Freitag, 24. April 2009

681.

Als die Kreativleitung aus dem Büro der Chefin kam, fand sie Mo und den klitzekleinen Forschungsminister in ein emsiges Gespräch vertieft, das sich an des Forschungsministers Beobachtung einer auch teppichtauglichen Konstellation knüpfte, denn während Mo gefangengenommen worden und aus Protest geschrumpft war, war der klitzekleine Forschungsminister erst geschrumpft und dann mit Vertreibung bedroht worden (man glaubte überaus fürsorglicherweise, er werde sich auf die für ihn vorgesehene Größe besinnen, wenn er nur erst von seinen Kumpels in der Hauptstadt weg wäre, er selbst aber hatte vehement gegen diese Maßnahme und die ungeheuerliche Anmaßung, die darin steckte, protestiert, an seinen Freunden festgehalten und in der EinSatzLeitung um Asyl nachgesucht), interessant im Gespräch der beiden war nun aber, daß die Kreise, die jeweils für diese Maßnahmen verantwortlich zu zeichnen hätten, sehr verschiedene und einander nicht durchaus wohlgesonnene waren, daß aber die, wie der Klitzekleine sich auszudrücken beliebte, ubiquitären Mittel, mit deren Hilfe diese Sache jeweils zum Problem und zur Krise der Betroffenen umgedeutet und zur Legitimation einer gigantischen Ausbeutungsmaschine (deren Hebelbeweger freilich neuerdings nicht genug klagen konnten, das mußte man sich dann auch noch anhören) wurden, sämtlich aus den Arsenalen derer Pestvögel stammten, wodurch sich denn auch Mos Panik und des Forschungsministers Widerwillen gegen just diese species ebenso erklärten wie die völlige Unbeugsamkeit der freundlichen Chefin gegenüber gewissen korruptionsbeschönigenden Schwafeleien von Auftraggebern, Kleinkrämern und selbsternannten Allweisen, und während Mo sich nun an der mit albernem Ernste dahin geraschelten Analyse des Klitzekleinen vergnügte, freute dieser sich darüber, wie Mo aus dem Gewölle, das Pestvögel auszuspucken pflegen, wenn sie ein Beutetier durch ihren Verdauungstrakt gejagt haben, einige etwas bizarre Gebilde baute, die zwar weiterhin vor keinem Übergriff sicher sein würden, wenn Karomütze nicht bald etwas einfiele, die aber doch in sich und für den Moment etwas hatten, das selbst ihm, dem ästhetisch kaum ansprechbaren Klitzekleinen, nun (freilich zum ersten Male) schön erschien.

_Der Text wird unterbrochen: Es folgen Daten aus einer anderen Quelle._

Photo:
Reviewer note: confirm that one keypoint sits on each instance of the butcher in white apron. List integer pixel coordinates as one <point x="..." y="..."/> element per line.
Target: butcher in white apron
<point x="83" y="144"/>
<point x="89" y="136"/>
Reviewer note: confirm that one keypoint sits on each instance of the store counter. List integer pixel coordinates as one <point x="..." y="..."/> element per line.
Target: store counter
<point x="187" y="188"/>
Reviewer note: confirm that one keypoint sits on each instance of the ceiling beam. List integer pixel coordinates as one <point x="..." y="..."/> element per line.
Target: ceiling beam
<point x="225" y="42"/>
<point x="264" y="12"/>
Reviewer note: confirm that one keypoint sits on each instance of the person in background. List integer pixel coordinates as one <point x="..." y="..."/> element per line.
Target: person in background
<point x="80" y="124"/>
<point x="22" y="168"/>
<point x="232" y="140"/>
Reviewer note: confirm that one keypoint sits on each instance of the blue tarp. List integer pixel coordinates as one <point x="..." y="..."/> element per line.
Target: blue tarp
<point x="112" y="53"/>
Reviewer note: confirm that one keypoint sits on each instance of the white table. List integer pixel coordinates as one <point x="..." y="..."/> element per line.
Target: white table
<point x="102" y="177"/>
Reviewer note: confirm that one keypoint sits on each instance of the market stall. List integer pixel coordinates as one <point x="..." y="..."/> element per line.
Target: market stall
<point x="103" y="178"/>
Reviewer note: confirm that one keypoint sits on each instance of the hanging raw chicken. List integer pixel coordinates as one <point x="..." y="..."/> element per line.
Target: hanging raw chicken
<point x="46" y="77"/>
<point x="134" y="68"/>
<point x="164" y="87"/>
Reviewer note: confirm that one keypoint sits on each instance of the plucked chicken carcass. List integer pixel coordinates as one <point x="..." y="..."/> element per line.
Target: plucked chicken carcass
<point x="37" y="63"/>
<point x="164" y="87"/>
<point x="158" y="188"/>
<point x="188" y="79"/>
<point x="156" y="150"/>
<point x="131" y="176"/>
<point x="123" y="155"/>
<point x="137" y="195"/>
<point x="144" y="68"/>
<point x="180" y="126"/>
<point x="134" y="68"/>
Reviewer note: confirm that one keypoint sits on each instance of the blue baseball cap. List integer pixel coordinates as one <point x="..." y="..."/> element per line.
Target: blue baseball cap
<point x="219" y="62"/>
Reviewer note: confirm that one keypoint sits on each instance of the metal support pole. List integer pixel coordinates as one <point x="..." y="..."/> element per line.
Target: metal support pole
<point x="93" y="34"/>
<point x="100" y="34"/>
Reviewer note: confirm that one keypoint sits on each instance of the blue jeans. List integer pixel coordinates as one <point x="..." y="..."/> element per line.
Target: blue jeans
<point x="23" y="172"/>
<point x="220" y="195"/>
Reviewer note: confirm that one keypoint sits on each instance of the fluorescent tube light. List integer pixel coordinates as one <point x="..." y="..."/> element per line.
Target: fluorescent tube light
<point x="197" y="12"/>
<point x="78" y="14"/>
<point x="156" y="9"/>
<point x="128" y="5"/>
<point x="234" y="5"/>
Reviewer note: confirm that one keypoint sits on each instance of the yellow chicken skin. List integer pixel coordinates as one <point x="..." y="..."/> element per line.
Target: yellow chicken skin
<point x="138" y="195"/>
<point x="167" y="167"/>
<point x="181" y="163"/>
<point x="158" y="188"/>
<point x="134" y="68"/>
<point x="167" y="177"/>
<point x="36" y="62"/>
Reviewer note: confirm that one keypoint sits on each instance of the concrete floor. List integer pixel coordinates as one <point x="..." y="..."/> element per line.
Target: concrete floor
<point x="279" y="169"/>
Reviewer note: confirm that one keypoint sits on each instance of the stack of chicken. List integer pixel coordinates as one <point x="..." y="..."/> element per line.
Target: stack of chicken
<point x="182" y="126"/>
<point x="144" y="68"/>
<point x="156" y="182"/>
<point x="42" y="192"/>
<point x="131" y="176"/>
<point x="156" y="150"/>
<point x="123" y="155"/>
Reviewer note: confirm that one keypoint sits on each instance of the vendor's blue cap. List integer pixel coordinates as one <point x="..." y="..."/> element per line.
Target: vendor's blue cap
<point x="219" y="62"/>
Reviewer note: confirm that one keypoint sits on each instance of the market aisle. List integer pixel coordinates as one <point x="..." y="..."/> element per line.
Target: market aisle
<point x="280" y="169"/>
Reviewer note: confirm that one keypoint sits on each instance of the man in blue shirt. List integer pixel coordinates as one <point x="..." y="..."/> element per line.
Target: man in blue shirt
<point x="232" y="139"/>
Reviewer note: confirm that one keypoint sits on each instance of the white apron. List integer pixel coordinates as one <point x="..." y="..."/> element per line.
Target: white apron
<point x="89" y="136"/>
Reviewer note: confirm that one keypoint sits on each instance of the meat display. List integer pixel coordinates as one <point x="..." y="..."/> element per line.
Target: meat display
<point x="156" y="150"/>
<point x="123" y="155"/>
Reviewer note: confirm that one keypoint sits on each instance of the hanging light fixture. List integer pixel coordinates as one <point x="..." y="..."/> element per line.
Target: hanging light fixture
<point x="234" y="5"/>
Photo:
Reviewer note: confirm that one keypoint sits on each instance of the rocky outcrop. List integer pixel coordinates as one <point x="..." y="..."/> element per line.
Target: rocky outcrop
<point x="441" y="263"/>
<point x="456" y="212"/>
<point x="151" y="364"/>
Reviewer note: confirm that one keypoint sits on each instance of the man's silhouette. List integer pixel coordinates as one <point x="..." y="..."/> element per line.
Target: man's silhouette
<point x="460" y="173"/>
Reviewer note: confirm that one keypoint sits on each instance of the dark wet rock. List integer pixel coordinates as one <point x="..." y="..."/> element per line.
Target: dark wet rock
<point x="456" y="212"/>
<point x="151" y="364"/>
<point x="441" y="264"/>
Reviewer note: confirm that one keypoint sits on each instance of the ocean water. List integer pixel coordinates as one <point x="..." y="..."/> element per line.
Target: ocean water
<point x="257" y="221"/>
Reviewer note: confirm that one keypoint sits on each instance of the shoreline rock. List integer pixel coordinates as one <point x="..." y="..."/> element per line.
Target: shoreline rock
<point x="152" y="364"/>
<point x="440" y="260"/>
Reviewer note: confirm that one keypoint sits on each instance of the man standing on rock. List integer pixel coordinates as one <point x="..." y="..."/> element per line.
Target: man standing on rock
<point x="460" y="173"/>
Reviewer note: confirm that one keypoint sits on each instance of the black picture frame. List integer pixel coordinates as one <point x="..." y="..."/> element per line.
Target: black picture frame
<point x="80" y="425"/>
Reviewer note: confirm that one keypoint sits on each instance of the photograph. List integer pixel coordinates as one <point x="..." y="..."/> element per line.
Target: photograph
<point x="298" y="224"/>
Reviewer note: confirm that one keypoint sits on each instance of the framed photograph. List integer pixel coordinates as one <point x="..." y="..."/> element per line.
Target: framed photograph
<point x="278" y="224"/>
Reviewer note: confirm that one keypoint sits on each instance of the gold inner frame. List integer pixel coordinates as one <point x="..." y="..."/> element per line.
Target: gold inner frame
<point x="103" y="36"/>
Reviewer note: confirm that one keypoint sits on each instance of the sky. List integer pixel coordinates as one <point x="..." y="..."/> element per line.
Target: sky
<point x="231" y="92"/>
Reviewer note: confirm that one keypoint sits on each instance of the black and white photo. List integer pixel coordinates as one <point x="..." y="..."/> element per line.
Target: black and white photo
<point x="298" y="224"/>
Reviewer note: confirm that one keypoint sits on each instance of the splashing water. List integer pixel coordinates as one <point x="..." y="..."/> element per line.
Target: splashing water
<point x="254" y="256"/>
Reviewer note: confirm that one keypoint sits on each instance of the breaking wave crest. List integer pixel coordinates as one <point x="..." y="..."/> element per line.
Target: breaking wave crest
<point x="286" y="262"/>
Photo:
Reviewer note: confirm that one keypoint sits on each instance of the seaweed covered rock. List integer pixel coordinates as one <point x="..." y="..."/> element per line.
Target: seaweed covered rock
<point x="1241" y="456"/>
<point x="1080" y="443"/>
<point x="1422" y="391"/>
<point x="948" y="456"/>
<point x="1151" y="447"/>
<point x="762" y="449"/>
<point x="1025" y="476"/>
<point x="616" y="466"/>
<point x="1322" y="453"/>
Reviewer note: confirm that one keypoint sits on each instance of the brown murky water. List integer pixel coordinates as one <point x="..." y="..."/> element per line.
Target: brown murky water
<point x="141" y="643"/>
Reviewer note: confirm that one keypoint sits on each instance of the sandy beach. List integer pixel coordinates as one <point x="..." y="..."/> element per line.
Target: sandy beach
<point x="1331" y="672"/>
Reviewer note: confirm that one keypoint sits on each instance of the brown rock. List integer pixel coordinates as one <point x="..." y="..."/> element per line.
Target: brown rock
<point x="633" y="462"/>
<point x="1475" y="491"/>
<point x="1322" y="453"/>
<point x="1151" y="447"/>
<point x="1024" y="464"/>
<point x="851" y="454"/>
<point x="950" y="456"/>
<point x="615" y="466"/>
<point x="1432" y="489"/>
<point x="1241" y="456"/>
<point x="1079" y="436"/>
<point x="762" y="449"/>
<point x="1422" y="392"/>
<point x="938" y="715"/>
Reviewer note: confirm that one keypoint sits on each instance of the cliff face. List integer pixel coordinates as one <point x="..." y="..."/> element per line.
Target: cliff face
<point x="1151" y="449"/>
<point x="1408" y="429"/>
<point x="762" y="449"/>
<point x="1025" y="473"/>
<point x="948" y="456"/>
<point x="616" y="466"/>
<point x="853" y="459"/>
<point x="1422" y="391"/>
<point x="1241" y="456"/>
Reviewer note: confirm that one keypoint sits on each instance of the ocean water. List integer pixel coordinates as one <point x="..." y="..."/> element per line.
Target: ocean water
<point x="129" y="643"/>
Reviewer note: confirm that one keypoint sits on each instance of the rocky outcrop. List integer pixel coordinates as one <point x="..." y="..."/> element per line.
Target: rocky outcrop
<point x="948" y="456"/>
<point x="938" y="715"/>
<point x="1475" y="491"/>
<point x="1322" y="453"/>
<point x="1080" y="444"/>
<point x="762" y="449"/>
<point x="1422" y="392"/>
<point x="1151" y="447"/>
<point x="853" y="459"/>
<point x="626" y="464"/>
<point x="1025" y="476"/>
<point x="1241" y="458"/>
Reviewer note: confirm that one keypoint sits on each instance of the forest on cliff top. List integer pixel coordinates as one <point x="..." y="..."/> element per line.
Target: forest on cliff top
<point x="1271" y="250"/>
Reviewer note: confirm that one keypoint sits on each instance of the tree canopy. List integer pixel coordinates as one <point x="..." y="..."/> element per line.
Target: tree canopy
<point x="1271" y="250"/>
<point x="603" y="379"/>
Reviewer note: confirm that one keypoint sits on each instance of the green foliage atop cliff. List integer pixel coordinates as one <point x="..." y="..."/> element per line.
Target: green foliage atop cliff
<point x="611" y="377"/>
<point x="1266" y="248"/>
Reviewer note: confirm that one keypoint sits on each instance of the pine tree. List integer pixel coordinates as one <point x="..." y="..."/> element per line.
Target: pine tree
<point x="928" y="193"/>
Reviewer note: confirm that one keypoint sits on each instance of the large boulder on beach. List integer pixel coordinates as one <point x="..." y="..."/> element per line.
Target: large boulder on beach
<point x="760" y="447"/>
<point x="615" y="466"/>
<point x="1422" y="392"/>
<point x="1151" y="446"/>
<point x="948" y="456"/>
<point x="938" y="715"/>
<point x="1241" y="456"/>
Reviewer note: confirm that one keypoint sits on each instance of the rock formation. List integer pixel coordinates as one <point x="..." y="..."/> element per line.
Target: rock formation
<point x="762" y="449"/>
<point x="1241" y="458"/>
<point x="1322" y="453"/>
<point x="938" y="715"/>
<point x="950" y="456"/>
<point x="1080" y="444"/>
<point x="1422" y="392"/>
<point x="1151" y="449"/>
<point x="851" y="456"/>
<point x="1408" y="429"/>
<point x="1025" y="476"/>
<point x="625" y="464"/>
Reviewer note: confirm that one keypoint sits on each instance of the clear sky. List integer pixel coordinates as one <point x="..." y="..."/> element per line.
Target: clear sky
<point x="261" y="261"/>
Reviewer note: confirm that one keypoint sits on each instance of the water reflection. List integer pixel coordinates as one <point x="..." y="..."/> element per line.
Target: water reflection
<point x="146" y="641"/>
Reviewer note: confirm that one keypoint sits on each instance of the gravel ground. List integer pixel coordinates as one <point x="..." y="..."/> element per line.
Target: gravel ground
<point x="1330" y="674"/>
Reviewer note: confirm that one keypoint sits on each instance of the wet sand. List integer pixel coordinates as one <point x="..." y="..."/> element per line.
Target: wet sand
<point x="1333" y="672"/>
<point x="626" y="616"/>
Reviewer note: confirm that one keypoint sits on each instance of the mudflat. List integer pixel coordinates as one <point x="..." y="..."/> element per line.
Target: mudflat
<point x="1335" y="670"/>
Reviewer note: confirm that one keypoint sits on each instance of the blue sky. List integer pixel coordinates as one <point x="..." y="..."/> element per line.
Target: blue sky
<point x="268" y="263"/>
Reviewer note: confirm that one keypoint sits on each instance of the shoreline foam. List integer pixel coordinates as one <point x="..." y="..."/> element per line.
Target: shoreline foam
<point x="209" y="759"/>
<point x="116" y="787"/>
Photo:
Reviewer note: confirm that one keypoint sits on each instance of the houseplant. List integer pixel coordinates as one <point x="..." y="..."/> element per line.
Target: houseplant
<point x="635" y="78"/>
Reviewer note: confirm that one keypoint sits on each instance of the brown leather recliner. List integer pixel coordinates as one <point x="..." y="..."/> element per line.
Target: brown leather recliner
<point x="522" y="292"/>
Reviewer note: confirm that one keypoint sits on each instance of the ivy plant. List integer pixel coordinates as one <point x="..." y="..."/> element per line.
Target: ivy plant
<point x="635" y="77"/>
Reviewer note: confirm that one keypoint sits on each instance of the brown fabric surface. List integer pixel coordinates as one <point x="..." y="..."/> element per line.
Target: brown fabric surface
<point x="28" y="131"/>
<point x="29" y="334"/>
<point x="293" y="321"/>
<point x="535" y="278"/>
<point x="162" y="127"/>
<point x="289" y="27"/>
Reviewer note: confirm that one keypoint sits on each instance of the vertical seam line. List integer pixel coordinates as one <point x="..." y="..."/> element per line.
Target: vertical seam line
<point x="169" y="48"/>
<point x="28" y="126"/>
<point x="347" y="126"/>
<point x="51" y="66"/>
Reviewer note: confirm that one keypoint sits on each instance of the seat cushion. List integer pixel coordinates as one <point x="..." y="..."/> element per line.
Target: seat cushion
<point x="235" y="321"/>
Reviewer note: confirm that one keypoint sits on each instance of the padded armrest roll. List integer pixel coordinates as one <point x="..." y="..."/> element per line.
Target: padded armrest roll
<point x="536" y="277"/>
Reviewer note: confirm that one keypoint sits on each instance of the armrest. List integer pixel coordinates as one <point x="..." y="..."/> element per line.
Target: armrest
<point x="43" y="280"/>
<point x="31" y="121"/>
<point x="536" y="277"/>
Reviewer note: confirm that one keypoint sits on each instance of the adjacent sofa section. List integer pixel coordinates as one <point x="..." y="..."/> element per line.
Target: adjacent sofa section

Donnerstag, 23. April 2009

680.

Na, du brütest doch etwas aus, ich seh es genau, Mo, mach mir nichts vor, summte die Kreativleitung, als das Mo ein Zettelchen in der Tasche des grauen Kittelchens, welchen es gelegentlich wieder trug, weil der sehr blaue Mantel seine Bewegungsfreiheit gar zu sehr eingeschränkt und auf die Fusseln vom Fell irgendwie komisch reagiert hatte, verschwinden ließ, aber Mo zog nur ihre Mundwinkel nach unten und sagte, fängst du auch schon so an, zog sich den karierten Schal über den Kopf und war, so schien es, für den Rest des Tages endlich mal wieder nicht zu sprechen; die Kreativleitung aber biß sich auf die Lippen und begab sich an ihren Schreibtisch, um die Arbeit an einer höchstlangweiligen Expertise fortzusetzen, in der sie des Pestvogels simples Schema zu exponieren hatte, nach welchem ein Mensch, der unter Quälerei schreie, keine Impulskontrolle habe, ein Mensch, dem die Lebensgrundlage entzogen werde, den Übermächtigen, die das tun, nicht danke, sondern sich entziehe, keine Herzensbindungsbereitschaft zeige, nach welchem ein Mensch, dem man, um ihn zum Einsatz für etwas, das ihm ohnehin am Herzen liegt, das Rückgrat zu brechen versuche, auf diese Maßnahme antwortet, daß er dann natürlich auch das Rückgrat, dessen man sich so gerne bedienen wolle, daß man es sicherheitshalber erst einmal brechen zu müssen glaube, nicht mehr haben würde, um es für ihre große Sache einzusetzen, nicht wahr, irrational handele und Wohltaten vergesse, also vermutlich dement sei, und schließlich hörte sie mit der Arbeit einfach wieder auf und sagte, ach was, auch von dieser Mühsal werde ich mir nicht leisten können, mal wieder irgendwohin zu fahren, wo es einfach schön ist, von den fälligen neuen Klamotten zu schweigen, der Pestvogel wird seine Ansichten nicht ändern, die Leute werden ihm weiter glauben, und im Grunde kann man den wenigen, die das nicht tun, auch sagen, sie sollen doch bitte in meine Sprechstunde kommen, wenn sie Fragen haben, Vorkasse wie beim Schuster, ich werde diesen Gedanken der Chefin vortragen, und da Mo im Schlaf ein wenig schwitzte und seltsam schnaufte, strich sie ihr noch einmal über das Köpfchen und begab sich dann allein in das Büro der Chefin.

Mittwoch, 22. April 2009

679.

Mama, wie verkörpert man bitte weibliche Werte, fragte das Kind der Chefin am Morgen, bevor es sich auf den Weg zur Schule begab, und die Chefin lachte, denn das unbestechliche Gefühl des Kindes für Phrasen erfüllte sie mit einem Stolz, dessen Grundlage dieses selbe Kind früh gelegt hatte, indem es der ganzen neu zu entdeckenden Welt immer neue Namen gab - und als sie die Tür hinter dem als Kind nicht mehr eigentlich zu bezeichnenden Wesen geschlossen hatte, las sie bei der dritten Tasse Kaffee selbst mit großem Wohlgefallen etwas über den Regierungswechsel in Island, jener Insel, durch deren schwarzen Strand sie sich schon angezogen gefühlt hatte, als sie zum ersten Mal mit den weißblonden Kindern eines isländischen Freundes der Eltern am sehr weißen Ostseestrand Schleswig-Holsteins davon reden hörte.

Dienstag, 21. April 2009

678.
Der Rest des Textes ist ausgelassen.